Hmm. The inactive feed explanation doesn’t match my observations.
The feeds seeing exactly 20 items coming in at a time are active on a daily basis. And I read them regularly.
I wonder if something like a combination of increased tweet volume and/or long-ish polling intervals has revealed a limit that was always there.
It looks to me like the twitter API that tweepy uses to fetch tweets has an optional “count” parameter that (as far as I can see) is not set to any particular value. I also don’t see mention of any default limit in the twitter API docs, but clearly there must be some limit to how many “recent” tweets are returned. I wish I had a better understanding of the interplay between polling intervals and the definition of “recent tweets” in the twitter API.
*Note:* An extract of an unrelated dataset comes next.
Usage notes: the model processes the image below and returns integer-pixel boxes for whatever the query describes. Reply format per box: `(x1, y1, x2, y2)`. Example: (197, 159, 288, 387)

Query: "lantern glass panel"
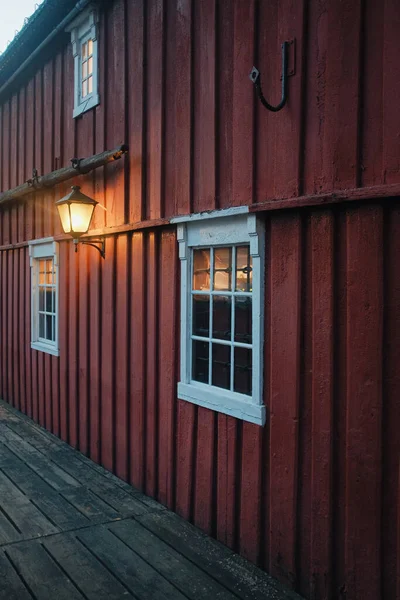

Having now investigated a total of three high-volume “newsblur 20 count” twitter feeds, it now seems inescapable: presumably through a combination of polling intervals and tweet-fetch limits inherent in newsblur’s use of the twitter API, newsblur loses many tweets when an account posts more than 20 tweets per newsblur polling cycle. This renders newsblur ineffective as a twitter feed consolidator: too much information is lost.
Farewell, fair newsblur twitter feeds, you were fantastic while the twitter volumes were sufficiently low.